Иногда она вспоминала о пятнадцати месяцах, проведенных ею в большом монастыре, расположенном за городом, среди великолепных садов. У нее был неистощимый запас рассказов о сестрах-монахинях, о их жизни и их невероятной наивности. Она задыхалась в монастыре, хотя и ей не оставалось другого исхода, как сделаться монахиней. Однако, настоятельница, очень любившая ее, воспрепятствовала ее пострижению и достала ей место у г-жи Ванзад. Христина не могла постичь, каким образом добрая монахиня могла так ясно читать в ее душе… И действительно, с тех пор, как она поселилась в. Париже, она стала относиться к религии с полнейшим равнодушием.

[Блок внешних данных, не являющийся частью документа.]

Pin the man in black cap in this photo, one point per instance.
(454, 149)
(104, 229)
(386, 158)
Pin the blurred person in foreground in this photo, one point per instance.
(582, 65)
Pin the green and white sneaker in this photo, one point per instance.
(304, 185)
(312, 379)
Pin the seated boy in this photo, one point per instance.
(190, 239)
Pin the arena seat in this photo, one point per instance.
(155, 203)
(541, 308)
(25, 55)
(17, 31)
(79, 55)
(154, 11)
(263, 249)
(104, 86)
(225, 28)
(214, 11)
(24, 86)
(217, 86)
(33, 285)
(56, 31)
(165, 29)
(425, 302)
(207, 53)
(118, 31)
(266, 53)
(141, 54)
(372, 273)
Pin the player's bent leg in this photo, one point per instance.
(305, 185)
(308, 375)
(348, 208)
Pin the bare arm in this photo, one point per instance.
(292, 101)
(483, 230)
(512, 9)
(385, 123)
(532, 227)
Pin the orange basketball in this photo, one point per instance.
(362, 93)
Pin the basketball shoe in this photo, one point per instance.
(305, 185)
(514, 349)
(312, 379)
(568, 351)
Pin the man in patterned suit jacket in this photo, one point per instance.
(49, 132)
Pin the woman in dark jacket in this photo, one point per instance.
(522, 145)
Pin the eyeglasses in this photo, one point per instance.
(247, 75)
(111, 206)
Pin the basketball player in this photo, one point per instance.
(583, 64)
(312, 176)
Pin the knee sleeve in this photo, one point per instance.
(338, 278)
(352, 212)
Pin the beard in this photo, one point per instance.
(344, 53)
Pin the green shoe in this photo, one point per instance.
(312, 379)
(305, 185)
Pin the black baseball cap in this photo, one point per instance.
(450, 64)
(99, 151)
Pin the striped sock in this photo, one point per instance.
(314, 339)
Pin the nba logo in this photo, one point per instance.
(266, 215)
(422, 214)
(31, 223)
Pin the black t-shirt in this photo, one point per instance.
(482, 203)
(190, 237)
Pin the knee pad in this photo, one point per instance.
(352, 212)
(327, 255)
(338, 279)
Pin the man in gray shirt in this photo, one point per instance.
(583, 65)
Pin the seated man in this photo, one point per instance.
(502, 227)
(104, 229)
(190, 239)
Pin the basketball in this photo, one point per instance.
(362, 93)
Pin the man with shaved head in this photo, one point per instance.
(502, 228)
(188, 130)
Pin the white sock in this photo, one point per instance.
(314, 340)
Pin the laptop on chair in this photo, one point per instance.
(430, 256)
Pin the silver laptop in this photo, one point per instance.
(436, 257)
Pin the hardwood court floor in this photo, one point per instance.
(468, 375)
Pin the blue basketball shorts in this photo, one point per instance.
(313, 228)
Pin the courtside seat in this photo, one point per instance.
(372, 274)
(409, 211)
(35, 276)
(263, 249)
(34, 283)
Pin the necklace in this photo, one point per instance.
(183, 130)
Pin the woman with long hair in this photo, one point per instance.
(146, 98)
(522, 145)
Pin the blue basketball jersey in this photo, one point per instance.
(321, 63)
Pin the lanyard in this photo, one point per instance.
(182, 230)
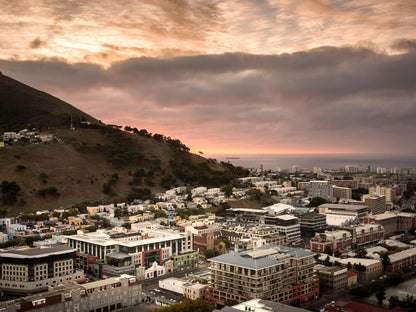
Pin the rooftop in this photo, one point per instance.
(37, 252)
(344, 207)
(239, 260)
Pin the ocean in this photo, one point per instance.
(325, 161)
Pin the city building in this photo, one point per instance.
(331, 240)
(27, 270)
(275, 273)
(359, 211)
(351, 279)
(119, 253)
(287, 225)
(321, 189)
(260, 305)
(333, 279)
(371, 269)
(376, 204)
(394, 222)
(312, 222)
(342, 192)
(382, 190)
(194, 291)
(245, 215)
(105, 295)
(402, 260)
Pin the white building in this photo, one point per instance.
(321, 189)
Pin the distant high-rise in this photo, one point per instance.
(321, 189)
(376, 204)
(381, 170)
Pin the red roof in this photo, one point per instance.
(351, 273)
(353, 306)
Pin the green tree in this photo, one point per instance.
(328, 250)
(361, 253)
(393, 302)
(160, 214)
(316, 202)
(228, 190)
(187, 305)
(380, 295)
(10, 191)
(106, 188)
(210, 253)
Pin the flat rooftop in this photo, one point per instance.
(344, 207)
(36, 252)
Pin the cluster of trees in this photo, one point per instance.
(186, 213)
(378, 287)
(357, 193)
(107, 187)
(201, 174)
(211, 253)
(139, 193)
(173, 143)
(408, 302)
(10, 191)
(52, 190)
(316, 202)
(187, 305)
(410, 190)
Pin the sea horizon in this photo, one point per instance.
(324, 161)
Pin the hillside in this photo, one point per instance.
(26, 107)
(94, 162)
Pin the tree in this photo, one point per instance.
(359, 267)
(361, 253)
(393, 302)
(10, 191)
(106, 188)
(328, 250)
(385, 259)
(360, 292)
(381, 295)
(210, 253)
(316, 202)
(187, 305)
(127, 225)
(228, 190)
(160, 214)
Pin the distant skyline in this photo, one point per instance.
(228, 77)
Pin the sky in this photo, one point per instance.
(230, 76)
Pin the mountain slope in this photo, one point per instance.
(25, 107)
(93, 162)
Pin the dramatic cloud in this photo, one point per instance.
(235, 75)
(108, 31)
(322, 100)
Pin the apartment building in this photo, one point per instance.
(275, 273)
(359, 211)
(105, 295)
(312, 222)
(376, 204)
(29, 270)
(402, 260)
(321, 189)
(331, 240)
(287, 225)
(393, 222)
(130, 250)
(333, 279)
(342, 192)
(245, 215)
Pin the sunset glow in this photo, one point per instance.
(227, 77)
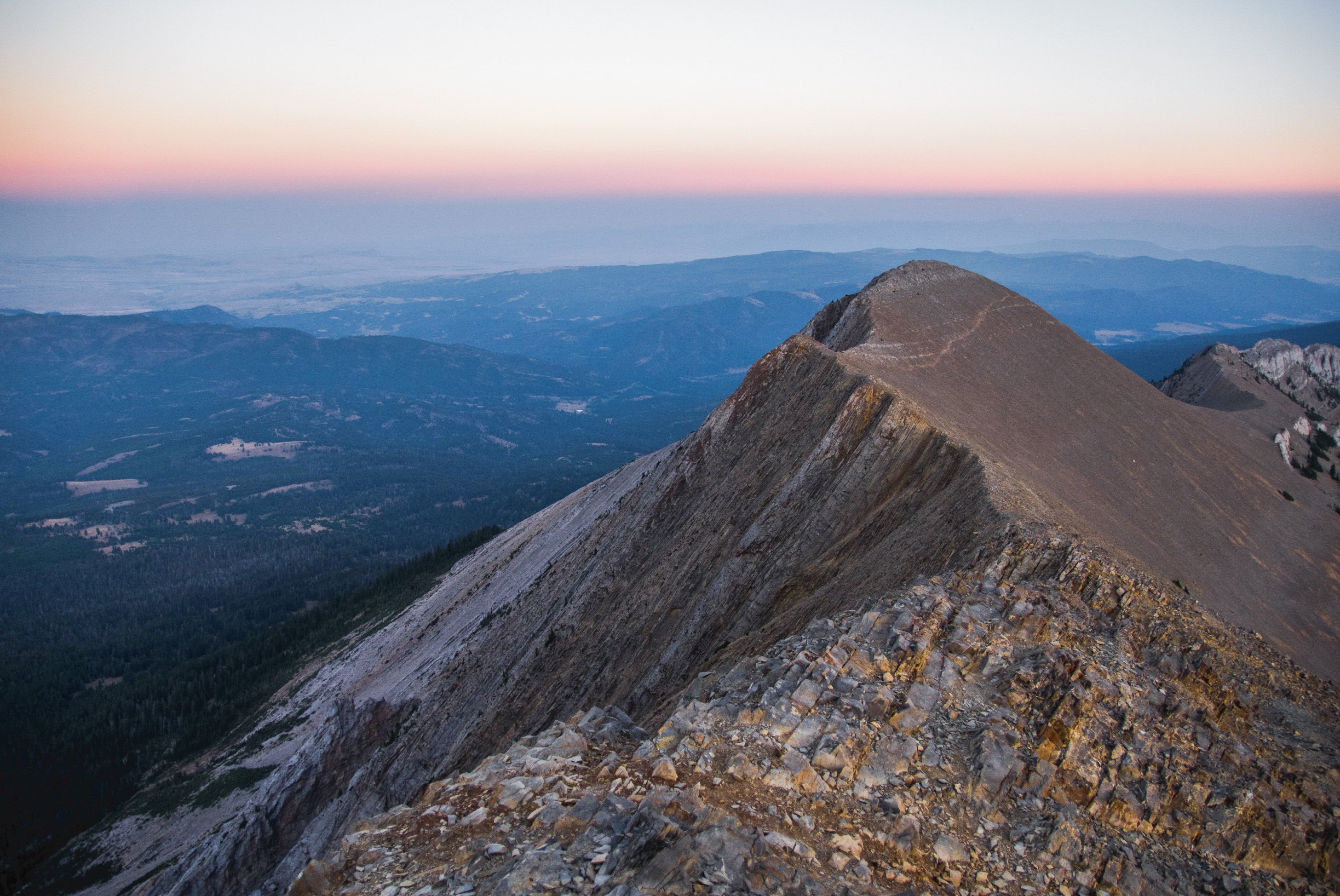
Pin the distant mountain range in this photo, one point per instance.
(172, 491)
(1160, 358)
(610, 318)
(943, 599)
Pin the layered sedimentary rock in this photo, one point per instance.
(913, 429)
(1248, 386)
(1039, 722)
(1310, 375)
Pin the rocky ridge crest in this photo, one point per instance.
(961, 422)
(1040, 722)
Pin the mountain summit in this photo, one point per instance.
(1194, 494)
(759, 591)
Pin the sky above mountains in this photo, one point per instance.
(530, 99)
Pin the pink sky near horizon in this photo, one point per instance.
(146, 97)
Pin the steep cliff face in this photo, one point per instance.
(1193, 494)
(1226, 379)
(903, 433)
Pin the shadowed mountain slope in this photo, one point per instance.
(931, 422)
(1193, 494)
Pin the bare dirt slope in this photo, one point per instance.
(1192, 492)
(912, 431)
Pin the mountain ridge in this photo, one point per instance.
(833, 475)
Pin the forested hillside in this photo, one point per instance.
(173, 494)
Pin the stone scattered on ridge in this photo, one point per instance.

Когда все воспоминания о Клермоне оказывались исчерпанными, Клод начинал расспрашивать Христину о ее жизни у г-жи Ванзад, и каждую неделю она передавала ему какие-нибудь новые подробности. Жизнь в маленьком отеле в Пасси была так же монотонна, как бой старинных часов. Двое престарелых слуг, кухарка и лакей, жившие около сорока лет в старом доме, неслышно ходят но пустынным комнатам. Изредка навешают старуху гости – восьмидесятилетние генералы, которые кажутся привидениями. Это в полном смысле слова дом теней, и даже лучи солнца едва проникают в щели ставен, распространяя свет ночника. Сама г-жа Ванзад не покидает комнаты с тех пор, как она ослепла, и единственным ее утешением являются книги религиозного содержания. Боже, как надоели Христине эти бесконечные чтения! Если бы она изучила хоть какое-нибудь ремесло, с какой радостью она принялась бы за работу, сделалась бы швеей, модисткой, цветочницей. Но ведь она ничему не хотела учиться и ни на что неспособна. Ей иногда становилось невыносимо тяжело в этом замкнутом, строгом доме, в котором пахло смертью, и у нее делались такие же головокружения, какие бывали в детстве, когда она в угоду матери усаживалась, за работу, вся кровь кипела в нем от возмущения, ей хотелось кричать, прыгать, потребность жизни опьяняла ее. Но г-жа Ванзад обращалась с ней так ласково, так заботилась о ее здоровье, настаивая, чтобы она побольше гуляла, что молодая девушка всегда чувствовала угрызения совести, когда, возвращаясь с Бурбонской набережной, вынуждена была лгать, сочинять, что гуляла в Булонском лесу или была в какой-нибудь церкви, в которую она и – не заглядывала. И с каждым днем старуха все больше привязывалась к ней и постоянно делала ей ценные подарки: то шелковое платье, то маленькие старинные часики, то белье… Да и сама она полюбила добрую старушку и даже расплакалась на днях, когда та назвала ее СВОИ дочуркой. У нее сжималось сердце, при виде ее беспомощности она клялась, что никогда не оставит ее.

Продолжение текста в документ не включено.